Forest’s eyes widened, mana shimmering into a shield, and hurled the cube forwards. She moved quickly, hand reaching out to grab the cube in a flaming claw, but it moved too quickly, too sharply—towards Elias.
Mana explosions were rare in arrays because of something called attenuation. The thought floated in his mind, drawn from page 346 of the Moron’s Guide.
It was partially correct.
The cube creaked, light spilling from its core.
Derek was backpedalling, but the sudden wave of energy from the cube caught him full in the face, taking his eyebrows in one quick swipe.

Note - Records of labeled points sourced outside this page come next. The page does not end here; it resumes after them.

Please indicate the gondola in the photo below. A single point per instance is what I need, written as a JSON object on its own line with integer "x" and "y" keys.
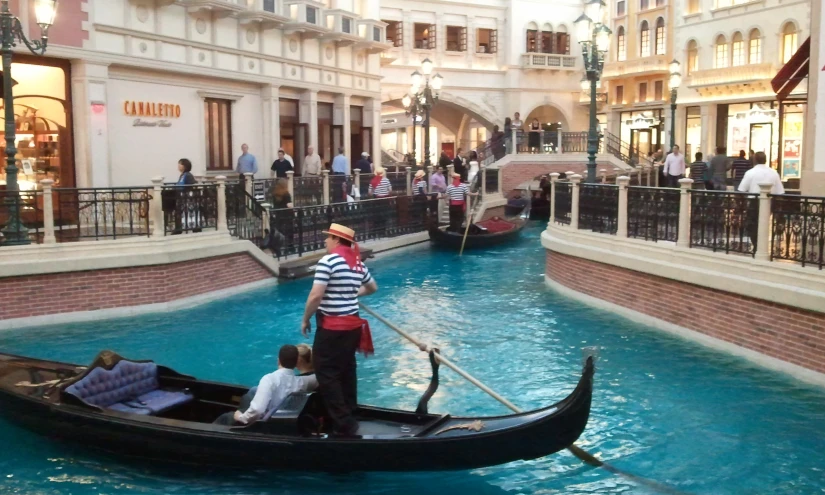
{"x": 172, "y": 422}
{"x": 484, "y": 234}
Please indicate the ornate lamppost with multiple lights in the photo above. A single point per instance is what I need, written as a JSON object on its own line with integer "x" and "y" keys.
{"x": 11, "y": 32}
{"x": 424, "y": 93}
{"x": 675, "y": 82}
{"x": 594, "y": 38}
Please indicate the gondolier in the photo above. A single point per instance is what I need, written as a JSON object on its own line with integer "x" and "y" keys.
{"x": 340, "y": 278}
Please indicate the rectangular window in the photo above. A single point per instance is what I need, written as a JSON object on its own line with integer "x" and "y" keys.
{"x": 218, "y": 115}
{"x": 395, "y": 32}
{"x": 487, "y": 41}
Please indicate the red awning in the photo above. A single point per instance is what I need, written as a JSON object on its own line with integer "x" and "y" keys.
{"x": 793, "y": 72}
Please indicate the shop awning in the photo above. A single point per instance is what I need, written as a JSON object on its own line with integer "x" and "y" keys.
{"x": 793, "y": 72}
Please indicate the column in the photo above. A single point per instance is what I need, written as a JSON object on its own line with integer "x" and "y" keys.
{"x": 91, "y": 136}
{"x": 683, "y": 236}
{"x": 575, "y": 179}
{"x": 621, "y": 218}
{"x": 763, "y": 251}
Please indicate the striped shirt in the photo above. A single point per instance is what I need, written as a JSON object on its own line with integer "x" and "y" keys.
{"x": 341, "y": 295}
{"x": 457, "y": 193}
{"x": 382, "y": 189}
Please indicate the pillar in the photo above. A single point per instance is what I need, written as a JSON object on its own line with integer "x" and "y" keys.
{"x": 574, "y": 209}
{"x": 48, "y": 212}
{"x": 621, "y": 218}
{"x": 683, "y": 236}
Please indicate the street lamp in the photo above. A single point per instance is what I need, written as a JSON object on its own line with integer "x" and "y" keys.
{"x": 424, "y": 92}
{"x": 675, "y": 82}
{"x": 11, "y": 31}
{"x": 594, "y": 38}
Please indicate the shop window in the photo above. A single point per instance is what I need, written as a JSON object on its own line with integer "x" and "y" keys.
{"x": 487, "y": 41}
{"x": 395, "y": 32}
{"x": 621, "y": 45}
{"x": 789, "y": 40}
{"x": 645, "y": 40}
{"x": 218, "y": 134}
{"x": 720, "y": 59}
{"x": 660, "y": 36}
{"x": 456, "y": 39}
{"x": 755, "y": 47}
{"x": 425, "y": 36}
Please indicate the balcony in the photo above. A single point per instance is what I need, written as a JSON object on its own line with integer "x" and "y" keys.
{"x": 744, "y": 78}
{"x": 268, "y": 13}
{"x": 636, "y": 67}
{"x": 547, "y": 61}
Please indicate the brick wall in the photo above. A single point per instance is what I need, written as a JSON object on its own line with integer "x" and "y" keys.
{"x": 793, "y": 335}
{"x": 119, "y": 287}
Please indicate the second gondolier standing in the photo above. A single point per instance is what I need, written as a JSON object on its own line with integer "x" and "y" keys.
{"x": 340, "y": 279}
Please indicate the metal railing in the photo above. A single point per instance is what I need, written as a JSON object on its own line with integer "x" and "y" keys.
{"x": 189, "y": 208}
{"x": 653, "y": 213}
{"x": 724, "y": 221}
{"x": 598, "y": 207}
{"x": 798, "y": 229}
{"x": 300, "y": 230}
{"x": 101, "y": 213}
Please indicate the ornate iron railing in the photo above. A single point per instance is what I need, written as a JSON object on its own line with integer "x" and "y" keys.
{"x": 189, "y": 208}
{"x": 300, "y": 230}
{"x": 563, "y": 202}
{"x": 798, "y": 229}
{"x": 29, "y": 204}
{"x": 110, "y": 213}
{"x": 724, "y": 221}
{"x": 653, "y": 213}
{"x": 599, "y": 207}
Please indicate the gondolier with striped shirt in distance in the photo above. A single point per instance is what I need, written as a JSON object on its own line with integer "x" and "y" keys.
{"x": 457, "y": 193}
{"x": 340, "y": 279}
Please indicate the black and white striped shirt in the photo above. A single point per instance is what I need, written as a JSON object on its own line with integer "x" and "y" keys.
{"x": 341, "y": 295}
{"x": 382, "y": 189}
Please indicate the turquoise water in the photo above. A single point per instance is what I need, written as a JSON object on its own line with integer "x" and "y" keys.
{"x": 663, "y": 408}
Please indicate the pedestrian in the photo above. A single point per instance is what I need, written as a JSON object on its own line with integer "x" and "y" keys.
{"x": 247, "y": 163}
{"x": 312, "y": 163}
{"x": 340, "y": 278}
{"x": 281, "y": 166}
{"x": 674, "y": 168}
{"x": 340, "y": 164}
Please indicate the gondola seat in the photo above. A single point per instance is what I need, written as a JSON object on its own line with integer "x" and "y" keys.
{"x": 128, "y": 387}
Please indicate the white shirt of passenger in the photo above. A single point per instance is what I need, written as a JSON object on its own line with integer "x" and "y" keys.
{"x": 273, "y": 389}
{"x": 761, "y": 174}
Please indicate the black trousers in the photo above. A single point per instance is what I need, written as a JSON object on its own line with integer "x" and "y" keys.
{"x": 333, "y": 354}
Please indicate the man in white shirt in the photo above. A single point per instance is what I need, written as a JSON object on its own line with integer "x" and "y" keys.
{"x": 761, "y": 173}
{"x": 674, "y": 168}
{"x": 312, "y": 162}
{"x": 273, "y": 389}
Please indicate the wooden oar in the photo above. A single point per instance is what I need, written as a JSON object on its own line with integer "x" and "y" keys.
{"x": 580, "y": 453}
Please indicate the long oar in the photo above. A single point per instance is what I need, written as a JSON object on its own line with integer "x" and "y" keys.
{"x": 582, "y": 454}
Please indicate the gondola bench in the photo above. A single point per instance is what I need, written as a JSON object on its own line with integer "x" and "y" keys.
{"x": 128, "y": 387}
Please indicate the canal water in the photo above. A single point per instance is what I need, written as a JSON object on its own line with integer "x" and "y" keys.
{"x": 667, "y": 409}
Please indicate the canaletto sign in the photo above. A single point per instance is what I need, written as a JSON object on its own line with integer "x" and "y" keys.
{"x": 158, "y": 112}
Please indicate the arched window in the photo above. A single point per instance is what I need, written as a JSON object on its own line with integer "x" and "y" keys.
{"x": 789, "y": 40}
{"x": 720, "y": 58}
{"x": 660, "y": 36}
{"x": 621, "y": 45}
{"x": 645, "y": 40}
{"x": 738, "y": 50}
{"x": 693, "y": 57}
{"x": 755, "y": 47}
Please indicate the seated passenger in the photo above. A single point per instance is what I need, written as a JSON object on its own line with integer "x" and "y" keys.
{"x": 272, "y": 389}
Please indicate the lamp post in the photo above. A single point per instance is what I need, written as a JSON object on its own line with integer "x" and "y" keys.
{"x": 421, "y": 100}
{"x": 675, "y": 81}
{"x": 594, "y": 38}
{"x": 11, "y": 32}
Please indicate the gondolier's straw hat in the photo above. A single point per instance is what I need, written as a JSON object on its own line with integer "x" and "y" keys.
{"x": 339, "y": 230}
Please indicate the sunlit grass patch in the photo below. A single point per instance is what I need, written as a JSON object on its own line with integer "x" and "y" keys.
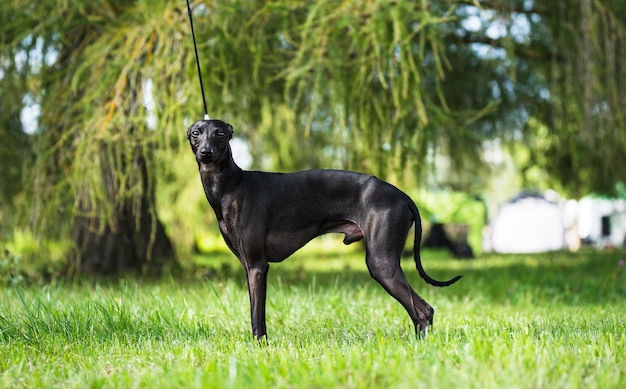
{"x": 554, "y": 320}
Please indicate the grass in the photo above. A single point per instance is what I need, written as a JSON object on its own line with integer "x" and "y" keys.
{"x": 534, "y": 321}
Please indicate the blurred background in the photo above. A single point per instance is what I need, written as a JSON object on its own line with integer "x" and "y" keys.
{"x": 504, "y": 120}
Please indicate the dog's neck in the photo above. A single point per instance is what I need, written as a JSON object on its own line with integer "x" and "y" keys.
{"x": 217, "y": 177}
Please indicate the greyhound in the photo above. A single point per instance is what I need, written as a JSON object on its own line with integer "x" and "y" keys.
{"x": 265, "y": 217}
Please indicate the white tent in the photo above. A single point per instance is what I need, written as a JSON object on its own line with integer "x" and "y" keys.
{"x": 592, "y": 211}
{"x": 528, "y": 224}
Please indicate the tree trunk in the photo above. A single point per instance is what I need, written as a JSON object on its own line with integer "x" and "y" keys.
{"x": 131, "y": 240}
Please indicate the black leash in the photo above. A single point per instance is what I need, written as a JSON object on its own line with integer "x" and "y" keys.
{"x": 195, "y": 48}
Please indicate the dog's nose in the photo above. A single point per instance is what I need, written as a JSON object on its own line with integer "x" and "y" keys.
{"x": 206, "y": 152}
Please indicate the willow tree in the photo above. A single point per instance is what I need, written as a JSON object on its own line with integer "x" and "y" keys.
{"x": 557, "y": 70}
{"x": 290, "y": 75}
{"x": 363, "y": 85}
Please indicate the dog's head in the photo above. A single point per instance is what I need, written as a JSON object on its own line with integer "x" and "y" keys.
{"x": 209, "y": 140}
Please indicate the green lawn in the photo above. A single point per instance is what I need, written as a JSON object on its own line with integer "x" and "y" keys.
{"x": 534, "y": 321}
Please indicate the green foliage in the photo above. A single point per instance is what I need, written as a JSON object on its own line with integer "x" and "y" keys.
{"x": 401, "y": 89}
{"x": 553, "y": 320}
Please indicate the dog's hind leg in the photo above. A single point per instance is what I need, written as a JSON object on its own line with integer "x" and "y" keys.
{"x": 383, "y": 261}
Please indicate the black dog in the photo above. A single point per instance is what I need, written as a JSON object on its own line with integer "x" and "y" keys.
{"x": 266, "y": 217}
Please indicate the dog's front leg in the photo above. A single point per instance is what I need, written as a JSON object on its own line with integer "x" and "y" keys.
{"x": 257, "y": 288}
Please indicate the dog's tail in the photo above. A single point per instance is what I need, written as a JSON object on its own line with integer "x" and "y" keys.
{"x": 416, "y": 251}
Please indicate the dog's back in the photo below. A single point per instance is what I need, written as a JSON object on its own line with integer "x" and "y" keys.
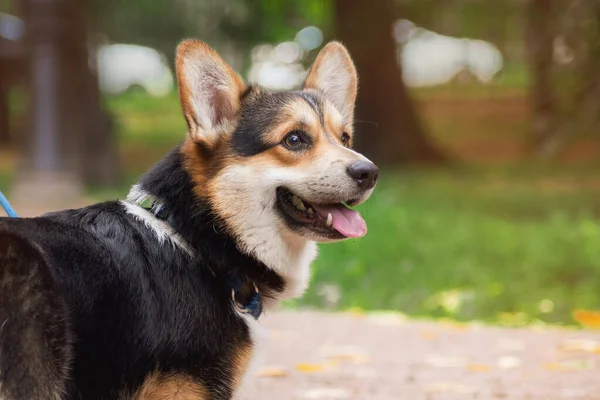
{"x": 35, "y": 343}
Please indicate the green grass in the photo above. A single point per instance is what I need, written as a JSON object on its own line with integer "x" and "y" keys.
{"x": 448, "y": 244}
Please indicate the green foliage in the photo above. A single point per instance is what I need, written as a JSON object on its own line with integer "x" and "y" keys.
{"x": 468, "y": 247}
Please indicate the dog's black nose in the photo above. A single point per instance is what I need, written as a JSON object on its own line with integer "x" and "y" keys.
{"x": 365, "y": 173}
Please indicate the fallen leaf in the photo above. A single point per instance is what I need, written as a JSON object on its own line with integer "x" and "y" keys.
{"x": 554, "y": 366}
{"x": 478, "y": 367}
{"x": 272, "y": 372}
{"x": 387, "y": 318}
{"x": 349, "y": 354}
{"x": 355, "y": 312}
{"x": 451, "y": 387}
{"x": 310, "y": 368}
{"x": 446, "y": 362}
{"x": 511, "y": 344}
{"x": 428, "y": 335}
{"x": 327, "y": 393}
{"x": 509, "y": 362}
{"x": 587, "y": 318}
{"x": 585, "y": 345}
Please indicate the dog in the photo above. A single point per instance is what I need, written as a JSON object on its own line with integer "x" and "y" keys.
{"x": 158, "y": 296}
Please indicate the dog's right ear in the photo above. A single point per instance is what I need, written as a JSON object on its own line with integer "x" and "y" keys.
{"x": 209, "y": 91}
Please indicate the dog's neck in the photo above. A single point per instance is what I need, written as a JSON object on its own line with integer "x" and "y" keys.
{"x": 189, "y": 223}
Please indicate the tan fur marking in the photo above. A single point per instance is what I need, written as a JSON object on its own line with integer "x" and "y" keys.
{"x": 209, "y": 91}
{"x": 333, "y": 73}
{"x": 160, "y": 386}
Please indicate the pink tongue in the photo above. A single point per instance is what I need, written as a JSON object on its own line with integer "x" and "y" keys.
{"x": 346, "y": 221}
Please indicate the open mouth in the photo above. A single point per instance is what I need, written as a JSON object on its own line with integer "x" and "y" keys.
{"x": 335, "y": 221}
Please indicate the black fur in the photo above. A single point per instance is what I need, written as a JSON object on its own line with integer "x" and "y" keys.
{"x": 257, "y": 117}
{"x": 100, "y": 304}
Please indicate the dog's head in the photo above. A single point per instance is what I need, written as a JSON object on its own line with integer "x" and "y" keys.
{"x": 275, "y": 166}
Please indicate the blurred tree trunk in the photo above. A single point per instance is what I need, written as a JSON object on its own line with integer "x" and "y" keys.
{"x": 66, "y": 140}
{"x": 87, "y": 116}
{"x": 395, "y": 133}
{"x": 581, "y": 28}
{"x": 541, "y": 30}
{"x": 4, "y": 121}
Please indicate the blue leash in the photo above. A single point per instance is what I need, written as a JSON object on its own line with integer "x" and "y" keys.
{"x": 7, "y": 207}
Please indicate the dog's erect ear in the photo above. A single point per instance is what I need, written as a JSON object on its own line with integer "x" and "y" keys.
{"x": 334, "y": 74}
{"x": 209, "y": 91}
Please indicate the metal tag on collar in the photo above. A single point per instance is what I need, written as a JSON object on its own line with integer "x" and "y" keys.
{"x": 254, "y": 305}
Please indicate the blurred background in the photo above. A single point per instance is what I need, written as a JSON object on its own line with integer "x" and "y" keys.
{"x": 484, "y": 116}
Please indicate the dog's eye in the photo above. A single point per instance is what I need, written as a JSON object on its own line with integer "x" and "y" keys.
{"x": 294, "y": 141}
{"x": 345, "y": 139}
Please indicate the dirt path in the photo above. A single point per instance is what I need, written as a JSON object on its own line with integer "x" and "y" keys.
{"x": 314, "y": 355}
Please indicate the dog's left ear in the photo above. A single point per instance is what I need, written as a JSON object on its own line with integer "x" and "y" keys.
{"x": 209, "y": 91}
{"x": 334, "y": 74}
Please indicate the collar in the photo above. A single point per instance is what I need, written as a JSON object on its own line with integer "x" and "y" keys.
{"x": 244, "y": 292}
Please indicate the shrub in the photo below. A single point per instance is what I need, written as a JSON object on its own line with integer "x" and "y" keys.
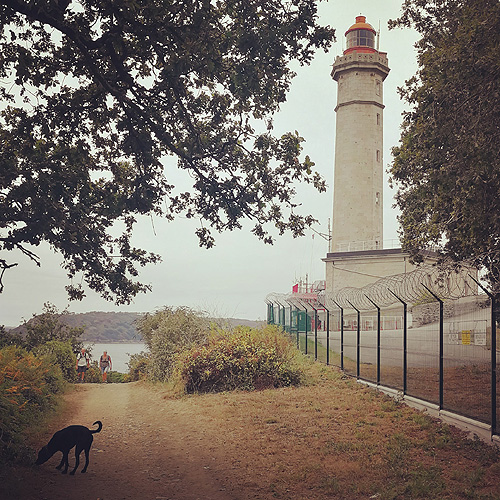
{"x": 118, "y": 378}
{"x": 28, "y": 386}
{"x": 243, "y": 359}
{"x": 166, "y": 333}
{"x": 61, "y": 354}
{"x": 138, "y": 366}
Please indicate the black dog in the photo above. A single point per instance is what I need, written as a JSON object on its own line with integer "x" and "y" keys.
{"x": 65, "y": 439}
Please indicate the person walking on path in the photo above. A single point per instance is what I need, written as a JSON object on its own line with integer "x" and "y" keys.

Elias only felt a wave of heat which passed in an imperceptible fraction of time before the breeze buffeted his bare skin.
“That,” Elias remarked, licking his lips, heart racing and eyelids flickering to blink away the retinal burn. “Was a prototype. Mana should be used carefully.”
Derek’s eyebrow-less visage wiggled indignantly at Forest.
She, however, was eyeing Elias carefully, almost clinically, eyes resting on the coarse underwear preserving his dignity. No sign of injury marred her or the rest of the courtyard. Even the parchment remained quiet, resting on the table.
“Your skin tone is quite pleasing to the eye. Have you ever thought about being a model? Your special luck seems to extend further than I had anticipated.” Her voice was detached. Like a merchant calculating profits. Or losses.
Elias wanted to spit, but, instead just closed his eyes.
2 days to fix this mess and add music.